Smash the Gate Gourmet ‘Gangster Capitalists’

0
1930

THIS Sunday locked out Gate Gourmet workers will be marching through Southall determined to win their jobs back after a bosses’ coup last August 10 saw them locked out of the plant, and summarily dismissed, by a management that said that it would never work again with the local community.

There is not the slightest doubt that they are fighting on behalf of the whole of the working class, which is now menaced by an employing class and a government determined to turn Britain into a paradise for slave labour employers.

The locked out Gate Gourmet workers are heroes and heroines of the British working class for sure.

That is more than can be said for the leaders of the Transport and General Workers Union.

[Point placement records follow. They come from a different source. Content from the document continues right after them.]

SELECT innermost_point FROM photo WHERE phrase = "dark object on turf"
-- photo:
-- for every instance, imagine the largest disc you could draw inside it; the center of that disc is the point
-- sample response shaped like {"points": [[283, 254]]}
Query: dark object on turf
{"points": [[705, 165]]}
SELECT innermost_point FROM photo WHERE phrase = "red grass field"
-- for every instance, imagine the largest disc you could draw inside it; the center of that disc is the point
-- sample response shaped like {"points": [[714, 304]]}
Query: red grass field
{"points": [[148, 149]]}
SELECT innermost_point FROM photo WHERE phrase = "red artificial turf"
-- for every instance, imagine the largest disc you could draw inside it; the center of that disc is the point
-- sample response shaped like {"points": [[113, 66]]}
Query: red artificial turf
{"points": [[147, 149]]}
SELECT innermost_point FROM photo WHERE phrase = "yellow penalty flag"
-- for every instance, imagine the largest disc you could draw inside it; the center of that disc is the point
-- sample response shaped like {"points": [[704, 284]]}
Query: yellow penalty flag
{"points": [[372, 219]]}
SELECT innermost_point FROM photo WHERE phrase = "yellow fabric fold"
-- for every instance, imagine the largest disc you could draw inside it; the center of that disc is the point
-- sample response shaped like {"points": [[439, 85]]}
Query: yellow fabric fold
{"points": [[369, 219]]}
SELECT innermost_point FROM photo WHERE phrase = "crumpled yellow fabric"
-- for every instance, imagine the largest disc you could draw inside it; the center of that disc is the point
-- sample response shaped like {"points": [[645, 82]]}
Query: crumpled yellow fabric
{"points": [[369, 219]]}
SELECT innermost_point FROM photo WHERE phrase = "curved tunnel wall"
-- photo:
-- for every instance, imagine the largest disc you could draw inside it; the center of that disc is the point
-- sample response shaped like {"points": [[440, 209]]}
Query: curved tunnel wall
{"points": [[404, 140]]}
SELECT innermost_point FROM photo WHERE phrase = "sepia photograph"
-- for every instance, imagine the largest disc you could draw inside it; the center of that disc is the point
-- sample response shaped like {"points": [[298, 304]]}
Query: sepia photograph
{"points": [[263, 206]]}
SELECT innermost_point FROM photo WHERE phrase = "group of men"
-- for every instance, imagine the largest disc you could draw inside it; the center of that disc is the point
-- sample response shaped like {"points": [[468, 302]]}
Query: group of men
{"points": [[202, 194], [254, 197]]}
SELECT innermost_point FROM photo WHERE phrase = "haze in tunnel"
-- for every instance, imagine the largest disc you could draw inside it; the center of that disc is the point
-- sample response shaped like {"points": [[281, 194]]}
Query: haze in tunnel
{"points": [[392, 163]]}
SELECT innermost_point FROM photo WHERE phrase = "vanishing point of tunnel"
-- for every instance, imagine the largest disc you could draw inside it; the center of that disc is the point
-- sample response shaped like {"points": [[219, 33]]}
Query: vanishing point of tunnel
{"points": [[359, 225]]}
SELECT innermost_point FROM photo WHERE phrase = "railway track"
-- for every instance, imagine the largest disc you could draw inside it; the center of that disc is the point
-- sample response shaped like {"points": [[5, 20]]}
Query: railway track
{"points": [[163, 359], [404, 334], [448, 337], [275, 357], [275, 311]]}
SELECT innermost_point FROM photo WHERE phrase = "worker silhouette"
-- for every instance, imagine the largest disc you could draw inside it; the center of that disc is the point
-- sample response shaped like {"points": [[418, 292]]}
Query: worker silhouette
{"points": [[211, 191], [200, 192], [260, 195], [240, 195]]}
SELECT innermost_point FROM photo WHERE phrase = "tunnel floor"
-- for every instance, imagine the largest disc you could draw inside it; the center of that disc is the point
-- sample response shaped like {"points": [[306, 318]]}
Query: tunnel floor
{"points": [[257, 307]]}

After initially pledging that every worker would be returned to their job before the union would be prepared to discuss anything else, the TGWU leaders quickly caved into Gate Gourmet, using the anti-union laws as a pretext, and signed a sweetheart deal with them which gave the bosses everything that they wanted including more than 144 compulsory sackings.

They signed the deal just two weeks after a mass lobby, by 300 Gate Gourmet workers, of the TUC Congress led to a resolution being moved by TGWU leader Woodley, which was passed unanimously, which pledged every support to the locked out workers to win their struggle, short of illegal action.

Just two weeks after this, TUC leader Barber and TGWU leader Woodley negotiated a ‘Compromise Agreement’ that required every worker to sign a form giving up all their employment rights, and legal rights to take action against the company, including an agreement that they would never seek a job in the future with Gate Gourmet or any of its affiliates or associates.

Every one of the locked out workers would have to sign away their rights, before a single worker would be able to receive a pittance of ‘compensation’. In return for this ‘compromise’ there were to be over 144 workers made compulsorily redundant, 160 made voluntarily redundant and the remainder would be eligible to apply for re-engagement as new starters, on new terms and conditions in line with the company’s ‘survival plan’ that the TGWU leaders now accepted.

The locked out workers would not accept this deal and it has collapsed. The TGWU leaders, learning nothing, have embraced the company even more brazenly, and are now dashing around seeking to get as many workers as possible to sign away their employment rights.

They are telling those who will not sign the Compromise Agreement that the dispute will be over on December 16, that the picket has got to end, and that hardship payments are stopping on December 6th.

They are telling locked out workers to accept the Compromise Agreement or else they will be cut off without a penny.

The TGWU leaders are acting like leaders of a company trade union, representing the boss and not the workers.

In a situation where workers up and down the country are coming under fierce attack, this kind of ‘leadership’ is the kiss of death, and is opening up the way for the bosses to establish a slave labour Britain.

The reality of the situation is that if the Gate Gourmet workers are beaten, then the TGWU leaders will have opened up the way for the BA boss, Walsh, to turn the move to Terminal Five into his own Wapping, an operation to drive the TGWU out of the airport.

Workers who march this Sunday with the Gate Gourmet locked out workers must take up the fight, throughout the length and breadth of the trade union movement, to force the TGWU leaders to take action to win the dispute, or resign and make way for leaders who will. The same message must be delivered to the TUC leader Barber.